夏枕玉柔声说,“你自己。”

“别说你不会,你总说五域并非你的责任、你不在意五域,可到头来,性命身家都给了五域。”

她说,“如果你当初留下了,我不会这样做,但你已经选择离开,就不要再背上不属于你的重担了。”

就这样分开得彻底些吧,人各有其路,不必纠缠不清。

曲砚浓握着茶盏,沉默半晌,最终扬手,将那杯茶饮尽。

茶盏落于杯盘,发出一声脆响。

但这一次,夏枕玉没再留她。

再然后,曲砚浓奔赴牧山立下两尊神塑,卫朝荣的那一尊没成,她便决定等到下次玉照金潮再尝试。

她自己的那尊神塑则很快苏醒,在一个谁也没留意的时刻,悄然离开牧山,来到了夏枕玉的身边,被他山石混淆虚实,变得仿若真人,行动自如,戴上夏枕玉的面具,就能以夏枕玉的身份行走玄霖域。

二十年前,夏枕玉化为神塑,上清宗内无人知晓,曲砚浓的神塑就以夏枕玉的身份代行太上长老之事,偶尔露面主持大局,一直撑到此刻——

坐在若水轩里,隔着一道屏风,把两个人过去的约定告诉仅剩的那个人,然后等她绕过屏风,神魂回归真身,神塑化为青石。

代替夏枕玉告知曲砚浓的真相的,是她自己的身外化身。

是牧山走丢的那一尊神塑、属于曲砚浓的神塑。

“轰——”

一声巨响。

那具重新化为青石的神塑轰然崩塌,碎石满地,滚过若水轩的青砖。

曲砚浓慢慢转身。

她缓缓地注视若水轩的每一个角落。

她主动遗忘的、约定的、扣留的,终于全部回到她的手中。

自此,她已把四百年前的一切都拾回。

再没有什么谜团等她解开,她也已确信自己的道心劫并不在于爱恨成空——那只是果,不是因。

还有一个更关键、更重要的问题,让她爱恨、欲望、悲喜都变淡,就好像夏枕玉为了宗门而未能解救五域违背了经义,从而更沉沦于经义。

她只剩下四十多年,也许该悲哀,又或许该振奋,但她都没去想,只剩下后知后觉的恍然。

难怪公孙罗、公孙锦兄妹都说“夏祖师”

给人的感觉像神塑;难怪公孙锦说“夏祖师”

在牧山总是盯着卫朝荣的神塑看;难怪当初她要去牧山的消息一传出,“夏祖师”

便毁约不去牧山谒清都了;难怪那个妖修少女说夏祖师已经二十年不出若水轩了……

因为公孙罗兄妹所见到的“夏祖师”

本就是一尊神塑,一尊不能与真身相见的神塑。

签筒里掉落的第一支签,记录了她发下誓约、遗忘一切前与夏枕玉的最后一次相见,她把签筒给夏枕玉,让夏枕玉日后给她。

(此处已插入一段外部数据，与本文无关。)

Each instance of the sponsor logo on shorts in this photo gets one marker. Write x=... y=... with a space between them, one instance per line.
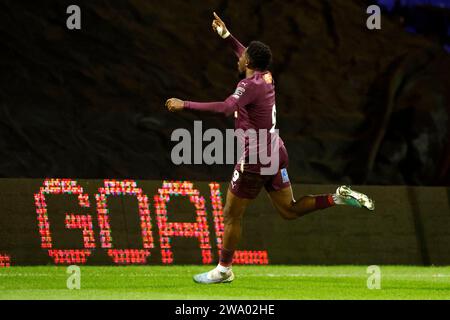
x=284 y=175
x=239 y=92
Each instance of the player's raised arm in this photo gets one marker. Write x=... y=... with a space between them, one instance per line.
x=221 y=29
x=226 y=107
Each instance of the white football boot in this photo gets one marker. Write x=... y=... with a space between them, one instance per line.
x=215 y=276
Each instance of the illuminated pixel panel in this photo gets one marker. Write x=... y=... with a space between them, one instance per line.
x=120 y=188
x=240 y=257
x=69 y=187
x=167 y=230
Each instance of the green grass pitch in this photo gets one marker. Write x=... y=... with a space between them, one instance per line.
x=252 y=282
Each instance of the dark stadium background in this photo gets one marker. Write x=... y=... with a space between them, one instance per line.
x=354 y=105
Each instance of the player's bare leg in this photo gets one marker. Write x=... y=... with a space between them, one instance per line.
x=233 y=213
x=289 y=208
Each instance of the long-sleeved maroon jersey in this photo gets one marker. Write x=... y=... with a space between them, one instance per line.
x=253 y=105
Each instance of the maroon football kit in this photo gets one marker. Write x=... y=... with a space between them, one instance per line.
x=264 y=159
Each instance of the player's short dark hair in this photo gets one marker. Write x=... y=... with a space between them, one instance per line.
x=260 y=55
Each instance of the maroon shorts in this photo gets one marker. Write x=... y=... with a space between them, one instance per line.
x=247 y=184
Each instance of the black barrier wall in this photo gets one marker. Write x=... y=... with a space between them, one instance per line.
x=67 y=221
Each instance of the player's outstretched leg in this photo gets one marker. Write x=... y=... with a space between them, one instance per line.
x=290 y=209
x=233 y=212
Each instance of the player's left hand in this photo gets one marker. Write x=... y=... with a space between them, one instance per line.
x=174 y=104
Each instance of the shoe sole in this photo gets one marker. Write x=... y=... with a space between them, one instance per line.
x=362 y=199
x=228 y=280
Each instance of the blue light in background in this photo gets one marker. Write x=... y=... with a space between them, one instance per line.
x=389 y=5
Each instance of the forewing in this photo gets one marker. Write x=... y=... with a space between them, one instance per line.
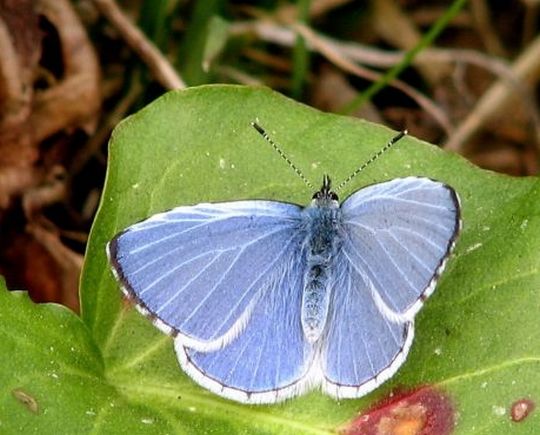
x=399 y=235
x=363 y=348
x=198 y=271
x=270 y=360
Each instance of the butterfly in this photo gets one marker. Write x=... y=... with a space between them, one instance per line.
x=267 y=300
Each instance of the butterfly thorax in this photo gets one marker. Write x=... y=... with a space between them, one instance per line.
x=320 y=246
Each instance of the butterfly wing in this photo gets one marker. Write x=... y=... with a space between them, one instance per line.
x=363 y=348
x=199 y=271
x=270 y=360
x=398 y=235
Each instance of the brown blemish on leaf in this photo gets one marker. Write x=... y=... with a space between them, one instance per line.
x=520 y=409
x=27 y=400
x=424 y=411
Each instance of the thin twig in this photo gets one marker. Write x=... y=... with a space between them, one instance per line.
x=526 y=69
x=271 y=32
x=157 y=63
x=341 y=61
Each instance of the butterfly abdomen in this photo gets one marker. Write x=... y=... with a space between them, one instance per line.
x=320 y=246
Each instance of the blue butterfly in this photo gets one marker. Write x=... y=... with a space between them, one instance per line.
x=267 y=300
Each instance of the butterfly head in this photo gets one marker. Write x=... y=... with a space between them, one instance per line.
x=325 y=196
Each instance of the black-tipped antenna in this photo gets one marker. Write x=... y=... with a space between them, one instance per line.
x=372 y=159
x=263 y=133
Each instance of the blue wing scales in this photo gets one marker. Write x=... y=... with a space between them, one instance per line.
x=363 y=348
x=198 y=270
x=399 y=234
x=270 y=360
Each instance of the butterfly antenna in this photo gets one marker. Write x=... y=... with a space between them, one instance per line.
x=264 y=134
x=385 y=148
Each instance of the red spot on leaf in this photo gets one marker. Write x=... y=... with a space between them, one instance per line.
x=423 y=411
x=521 y=409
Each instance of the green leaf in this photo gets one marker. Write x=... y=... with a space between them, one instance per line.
x=477 y=337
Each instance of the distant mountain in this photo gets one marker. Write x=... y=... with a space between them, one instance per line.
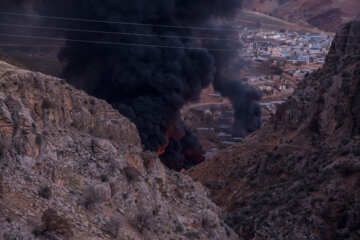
x=327 y=15
x=298 y=177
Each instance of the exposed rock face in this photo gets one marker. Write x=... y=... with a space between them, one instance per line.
x=73 y=168
x=298 y=177
x=324 y=14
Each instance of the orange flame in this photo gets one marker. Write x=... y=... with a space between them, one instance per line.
x=162 y=149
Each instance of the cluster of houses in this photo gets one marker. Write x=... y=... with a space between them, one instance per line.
x=293 y=47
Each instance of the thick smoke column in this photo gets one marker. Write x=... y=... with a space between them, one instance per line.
x=149 y=85
x=243 y=97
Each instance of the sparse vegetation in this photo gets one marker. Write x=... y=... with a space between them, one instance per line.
x=356 y=151
x=45 y=192
x=104 y=178
x=112 y=226
x=179 y=228
x=141 y=221
x=132 y=174
x=92 y=196
x=53 y=223
x=192 y=235
x=38 y=140
x=46 y=104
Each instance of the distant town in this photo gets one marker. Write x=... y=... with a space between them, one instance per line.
x=274 y=62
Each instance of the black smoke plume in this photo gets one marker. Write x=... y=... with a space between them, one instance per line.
x=247 y=116
x=148 y=84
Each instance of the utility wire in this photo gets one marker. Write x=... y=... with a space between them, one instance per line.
x=117 y=43
x=115 y=22
x=114 y=33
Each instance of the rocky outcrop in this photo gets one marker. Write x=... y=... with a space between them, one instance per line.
x=298 y=177
x=73 y=168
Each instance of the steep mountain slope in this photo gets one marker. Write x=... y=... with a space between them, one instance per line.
x=73 y=168
x=328 y=15
x=298 y=177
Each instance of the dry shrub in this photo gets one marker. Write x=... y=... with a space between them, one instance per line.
x=148 y=158
x=132 y=174
x=141 y=221
x=112 y=226
x=92 y=196
x=53 y=223
x=45 y=192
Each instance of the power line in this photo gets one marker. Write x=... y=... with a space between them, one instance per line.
x=116 y=22
x=115 y=33
x=117 y=43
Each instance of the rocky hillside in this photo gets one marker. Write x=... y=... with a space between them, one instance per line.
x=73 y=168
x=327 y=15
x=298 y=177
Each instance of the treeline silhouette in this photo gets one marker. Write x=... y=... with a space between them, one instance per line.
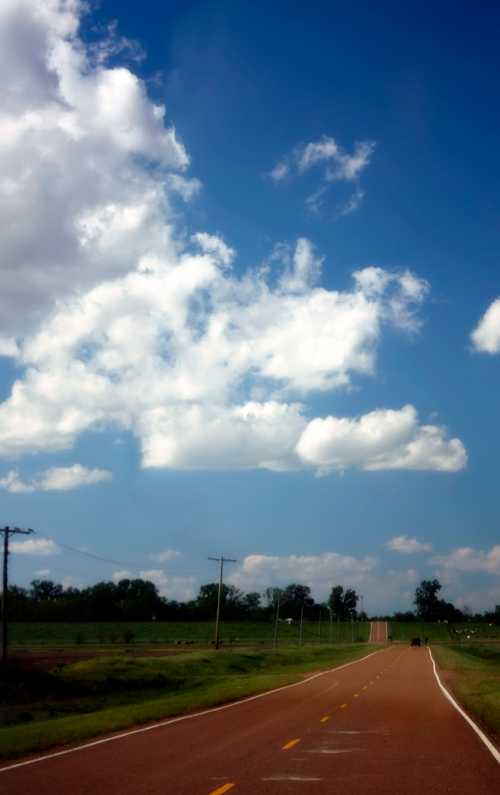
x=139 y=600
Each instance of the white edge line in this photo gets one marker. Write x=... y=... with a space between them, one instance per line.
x=489 y=745
x=161 y=724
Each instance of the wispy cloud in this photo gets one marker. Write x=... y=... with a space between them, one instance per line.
x=407 y=545
x=165 y=555
x=55 y=479
x=41 y=547
x=486 y=336
x=468 y=559
x=338 y=166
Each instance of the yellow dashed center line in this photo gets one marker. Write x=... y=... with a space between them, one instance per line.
x=290 y=744
x=220 y=790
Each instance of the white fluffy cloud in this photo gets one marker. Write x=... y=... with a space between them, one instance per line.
x=165 y=555
x=382 y=439
x=407 y=545
x=55 y=479
x=199 y=363
x=467 y=559
x=338 y=166
x=38 y=547
x=486 y=335
x=87 y=164
x=381 y=588
x=206 y=368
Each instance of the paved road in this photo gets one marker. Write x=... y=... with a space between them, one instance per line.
x=378 y=631
x=378 y=726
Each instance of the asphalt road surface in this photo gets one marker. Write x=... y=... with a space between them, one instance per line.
x=381 y=725
x=378 y=631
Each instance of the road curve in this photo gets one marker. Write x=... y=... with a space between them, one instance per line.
x=377 y=726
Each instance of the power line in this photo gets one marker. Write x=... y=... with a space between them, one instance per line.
x=94 y=556
x=221 y=561
x=7 y=532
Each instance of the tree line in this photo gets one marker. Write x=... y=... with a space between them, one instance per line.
x=139 y=600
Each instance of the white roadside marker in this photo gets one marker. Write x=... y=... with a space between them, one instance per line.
x=489 y=745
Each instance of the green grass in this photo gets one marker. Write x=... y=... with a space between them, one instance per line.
x=100 y=695
x=59 y=634
x=472 y=672
x=405 y=630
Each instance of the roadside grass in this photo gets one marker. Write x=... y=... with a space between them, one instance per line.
x=456 y=632
x=101 y=695
x=472 y=673
x=46 y=634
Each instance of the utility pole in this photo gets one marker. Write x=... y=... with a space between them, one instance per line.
x=221 y=562
x=277 y=618
x=7 y=532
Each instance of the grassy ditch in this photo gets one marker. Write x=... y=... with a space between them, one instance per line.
x=59 y=633
x=460 y=632
x=472 y=673
x=95 y=696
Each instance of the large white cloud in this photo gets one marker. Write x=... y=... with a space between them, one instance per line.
x=206 y=368
x=486 y=335
x=55 y=479
x=86 y=162
x=381 y=588
x=198 y=364
x=382 y=439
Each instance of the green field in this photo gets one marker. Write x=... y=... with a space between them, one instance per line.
x=464 y=632
x=472 y=672
x=99 y=695
x=59 y=634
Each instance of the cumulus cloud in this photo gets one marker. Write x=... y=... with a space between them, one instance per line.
x=162 y=338
x=55 y=479
x=38 y=547
x=199 y=365
x=381 y=439
x=407 y=545
x=381 y=588
x=87 y=163
x=467 y=559
x=486 y=335
x=337 y=164
x=165 y=555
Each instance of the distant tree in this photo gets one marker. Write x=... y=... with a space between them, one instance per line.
x=426 y=600
x=251 y=602
x=44 y=590
x=408 y=615
x=294 y=598
x=271 y=596
x=343 y=603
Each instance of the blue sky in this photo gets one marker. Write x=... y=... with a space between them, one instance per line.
x=190 y=364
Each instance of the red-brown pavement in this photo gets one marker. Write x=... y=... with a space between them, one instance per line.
x=378 y=631
x=381 y=725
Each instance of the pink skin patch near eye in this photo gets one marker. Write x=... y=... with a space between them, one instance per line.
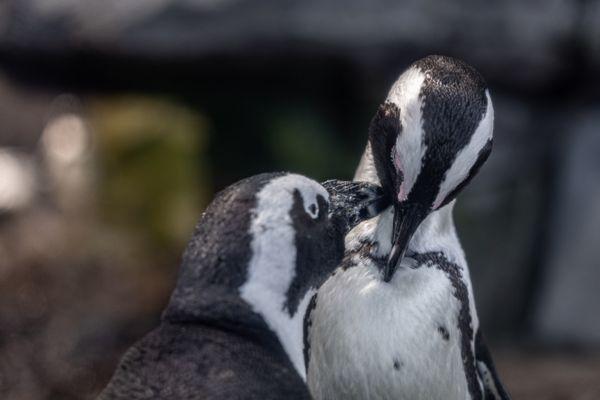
x=398 y=165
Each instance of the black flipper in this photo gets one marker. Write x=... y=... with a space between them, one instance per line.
x=492 y=387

她对夏枕玉说:“也许等我用上的时候,你早就已经去牧山陪祖师当石头雕塑了。”

夏枕玉说:“我想你说得不错,等到你必须要它的那一天,我大约早已不在了。”

夏枕玉说:“潋潋,再相见,就是诀别之时了。”

可她当时不知她们会一语成谶。

她当时不知自己的嘴毒话快会在多年以后留给自己。

她也不知道,二十年前那一面会是最后一面,夏枕玉递给她一杯玉照香,她只喝一口就走了,她甚至没有多喝几杯、多和夏枕玉说几句话——她为什么就那么没有耐心?为什么兴致就那样快地从她心里流走?为什么就那么容易意兴阑珊?

曲砚浓不明白。

数百年前发下的誓约仍在持续。

她就这样爱也不浓、恨也不浓,悲也不多、喜也不多,静静地立着,心里一片空。

只是茫然。

只是空无。

空得她难以忍受。

“曲师姐。”

门外有人唤她。

曲砚浓慢慢地转出若水轩。

会这么叫她的人只有一个。

是那个古怪的妖修少女。

“你是……青鸾?”

曲砚浓慢慢地问,“当年与妙华祖师相伴的青鸾?”

她原本可以问得更细致、更妥帖,但她一点这样做的心思也没有。

她随随便便地发问,并不期待回答。

妖修少女微微欠身,依然无神,“我就是鸾谷的青鸾,夏长老唤醒了我的神魂。”

这个一直不愿正面与她交流的妖修少女,终于说出了她守在这里的真相。

“夏长老把这个留给您。”

递到曲砚浓面前的竟然是一面道心镜。

“这是什么意思?”

曲砚浓皱眉,接了过来。

“鸾谷空间不稳定,请您用它弥合虚空裂缝。”

妖修少女说。

曲砚浓微怔。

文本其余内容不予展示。